Motorola had done something halfway between a PDP-11 and a VAX in its 68000 processor. So even though it put a lot of effort into Pascal (see LINK and UNLINK instructions, for example) it naturally did well with the "portable PDP-11 assembly" that is C. But they got scared with all the Ada/Modula-2 noise Intel and National were making and made the 68020 a Modula-2 machine to compete with National's 32032. Except that the market was interested in C, so Motorola actually removed the extra features from the 68030. And nobody noticed :-)
Intel decided that "if you can't beat them, join them" with its 386 processor. With some very well thought out hacks it was a hybrid capable of dealing with C and Unix as well as its competitors while at the same time running all the old code, including what really mattered through the new "virtual 8086" mode. Meanwhile, some university people figured out that these C and assembly processors were more expensive and slower than what a pure C processor would be and soon their RISCs were putting commercial cpus to shame. Intel split its 486 into a pure C part and an extras part in order to keep up, and followed NextGen's (bought by AMD) lead into the core RISC plus translation style with its Pentium Pro (also released as the Pentium II, Pentium II and Pentium M not to mention Celerons and stuff like that). The Pascal and iAPX432 stuff is still in our x86 processors today (as is the BCD math from the 8080 days) but the designers don't put any effort on them and so it is far faster to do the same thing with lots of C instructions instead.

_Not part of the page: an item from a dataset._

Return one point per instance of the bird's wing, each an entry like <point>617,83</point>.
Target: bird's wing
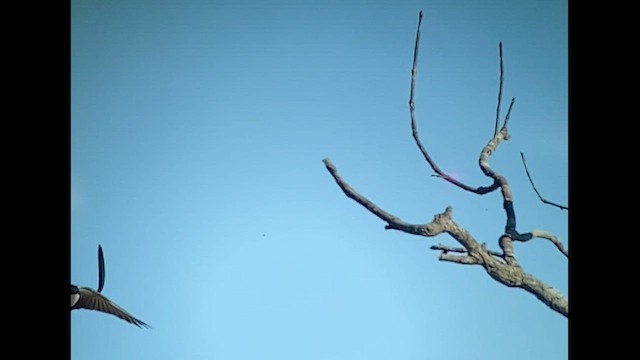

Now that we have a world where every OS is Unix (yes, I even count Windows NT in that crowd), every language is C or a front end for it and every PC has a x86 processor it is no wonder that people can't imagine alternatives, nor even imagine why you might want to imagine alternatives. I have heard many times in the past couple of years that "C is the actually language of the machine, so even if you do stuff in other languages it has to be translated into C or you need short fragments of C code". I normally point out "just try clearing the cache from C" but in a way they are right. But I don't agree that this is how things have to be.
Oh, and about those Lisp Machines: they died off but so did the VAX which were as "language neutral" as anything we have today.